Tailscale site to site, am I missing something?
-
Hello
I have setup tailscale on three locations, I have advertised routes and set both ends to accept the routes.I see the routes in the routing table.
Sites are:- Home: 192.168.1.0/24
- Cloud: 192.168.200.0/24
- Office: 192.168.0.0/24
It's "working" as in on the Cloud site pfsense I can ping 192.168.0.1 for instance
ping -c 3 192.168.0.1 PING 192.168.0.1 (192.168.0.1): 56 data bytes 64 bytes from 192.168.0.1: icmp_seq=0 ttl=64 time=98.437 ms 64 bytes from 192.168.0.1: icmp_seq=1 ttl=64 time=98.234 ms 64 bytes from 192.168.0.1: icmp_seq=2 ttl=64 time=98.226 ms --- 192.168.0.1 ping statistics --- 3 packets transmitted, 3 packets received, 0.0% packet loss round-trip min/avg/max/stddev = 98.226/98.299/98.437/0.097 msNo idea what source is being used for that ping... because when I ping using my lan address as source it no longer works:
ping -c 3 -S 192.168.200.1 192.168.0.1 PING 192.168.0.1 (192.168.0.1) from 192.168.200.1: 56 data bytes --- 192.168.0.1 ping statistics --- 3 packets transmitted, 0 packets received, 100.0% packet lossSo, besides approving the routes, is there anything else I must do on the tailscale side? isn't the default ACL enough?
-
@andres-asm said in Tailscale site to site, am I missing something?:
So, besides approving the routes, is there anything else I must do on the tailscale side? isn't the default ACL enough?
you are probably missing the outbound NAT for tailscale
Note that, if the tailscale interface doesn't show up for selection during the creation of the NAT, you will need to follow this thread.
-
@mcury I have to NAT for a LAN to LAN connection?
-
@andres-asm said in Tailscale site to site, am I missing something?:
I have to NAT for a LAN to LAN connection?
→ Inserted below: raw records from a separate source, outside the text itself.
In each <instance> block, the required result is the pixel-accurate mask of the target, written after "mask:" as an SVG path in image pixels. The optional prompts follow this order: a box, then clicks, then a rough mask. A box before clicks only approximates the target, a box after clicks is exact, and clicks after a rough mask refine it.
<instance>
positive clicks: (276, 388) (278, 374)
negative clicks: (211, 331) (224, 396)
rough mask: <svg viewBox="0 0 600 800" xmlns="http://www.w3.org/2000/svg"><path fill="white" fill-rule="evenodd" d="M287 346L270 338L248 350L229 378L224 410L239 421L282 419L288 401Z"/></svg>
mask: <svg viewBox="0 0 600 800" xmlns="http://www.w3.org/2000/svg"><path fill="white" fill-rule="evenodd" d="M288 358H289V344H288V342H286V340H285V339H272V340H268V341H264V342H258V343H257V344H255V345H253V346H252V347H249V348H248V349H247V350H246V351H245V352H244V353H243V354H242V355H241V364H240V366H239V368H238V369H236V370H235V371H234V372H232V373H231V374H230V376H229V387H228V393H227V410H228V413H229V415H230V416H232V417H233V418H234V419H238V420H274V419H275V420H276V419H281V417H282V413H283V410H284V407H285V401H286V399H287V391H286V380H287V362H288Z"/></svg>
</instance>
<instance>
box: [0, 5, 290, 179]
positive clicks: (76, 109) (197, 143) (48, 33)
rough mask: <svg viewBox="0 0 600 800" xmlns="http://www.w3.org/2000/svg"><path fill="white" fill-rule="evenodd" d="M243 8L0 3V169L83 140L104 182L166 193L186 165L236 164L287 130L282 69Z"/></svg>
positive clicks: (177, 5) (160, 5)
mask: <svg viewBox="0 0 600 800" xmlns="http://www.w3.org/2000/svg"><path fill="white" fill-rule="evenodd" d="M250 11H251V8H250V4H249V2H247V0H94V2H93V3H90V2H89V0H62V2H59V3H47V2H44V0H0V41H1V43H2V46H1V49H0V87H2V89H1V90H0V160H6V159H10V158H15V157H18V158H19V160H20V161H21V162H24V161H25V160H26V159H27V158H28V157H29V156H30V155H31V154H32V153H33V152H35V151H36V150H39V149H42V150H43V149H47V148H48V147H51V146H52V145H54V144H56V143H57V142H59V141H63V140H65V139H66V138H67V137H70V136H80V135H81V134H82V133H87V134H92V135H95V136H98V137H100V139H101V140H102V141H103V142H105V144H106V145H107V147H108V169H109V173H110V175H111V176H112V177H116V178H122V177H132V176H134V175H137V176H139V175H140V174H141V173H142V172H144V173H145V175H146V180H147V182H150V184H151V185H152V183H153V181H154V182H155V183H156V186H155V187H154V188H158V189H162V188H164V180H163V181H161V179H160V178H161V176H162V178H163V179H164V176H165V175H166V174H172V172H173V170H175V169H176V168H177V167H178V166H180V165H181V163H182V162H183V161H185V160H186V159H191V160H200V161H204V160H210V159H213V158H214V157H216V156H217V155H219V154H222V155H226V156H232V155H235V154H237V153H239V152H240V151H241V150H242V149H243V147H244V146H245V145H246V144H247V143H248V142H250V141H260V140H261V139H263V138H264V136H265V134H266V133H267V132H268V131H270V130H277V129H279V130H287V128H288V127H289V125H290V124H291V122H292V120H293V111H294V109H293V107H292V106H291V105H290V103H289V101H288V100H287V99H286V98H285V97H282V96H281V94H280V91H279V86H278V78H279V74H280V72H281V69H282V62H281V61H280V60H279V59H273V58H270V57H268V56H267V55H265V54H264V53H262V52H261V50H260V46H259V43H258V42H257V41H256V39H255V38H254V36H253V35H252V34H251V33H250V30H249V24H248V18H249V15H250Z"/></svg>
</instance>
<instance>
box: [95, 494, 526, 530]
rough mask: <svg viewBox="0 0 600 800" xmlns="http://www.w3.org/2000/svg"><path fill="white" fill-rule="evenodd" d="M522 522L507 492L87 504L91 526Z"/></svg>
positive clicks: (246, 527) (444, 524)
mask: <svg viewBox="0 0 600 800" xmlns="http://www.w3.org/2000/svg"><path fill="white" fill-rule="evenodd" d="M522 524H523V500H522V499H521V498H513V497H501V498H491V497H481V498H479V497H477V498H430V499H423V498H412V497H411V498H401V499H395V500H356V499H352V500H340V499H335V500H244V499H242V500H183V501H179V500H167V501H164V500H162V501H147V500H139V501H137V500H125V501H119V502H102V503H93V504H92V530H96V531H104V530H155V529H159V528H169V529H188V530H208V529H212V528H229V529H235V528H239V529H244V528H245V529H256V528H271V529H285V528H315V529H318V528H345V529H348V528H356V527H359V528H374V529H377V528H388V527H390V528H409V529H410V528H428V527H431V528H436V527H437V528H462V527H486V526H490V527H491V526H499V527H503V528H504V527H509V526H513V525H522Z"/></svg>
For me, it only works when I create the NAT.
Also, you need to login into tailscale console and allow the networks you are advertising for that peer. -
@mcury ahh that's odd, so NAT on the tailscale interface I guess
-
@andres-asm said in Tailscale site to site, am I missing something?:
@mcury ahh that's odd, so NAT on the tailscale interface I guess
yes, but sometimes I don't know why, the interface doesn't show up there for selection.
if that is the case, check the second link I provided in my first post. -
@andres-asm said in Tailscale site to site, am I missing something?:
@mcury I have to NAT for a LAN to LAN connection?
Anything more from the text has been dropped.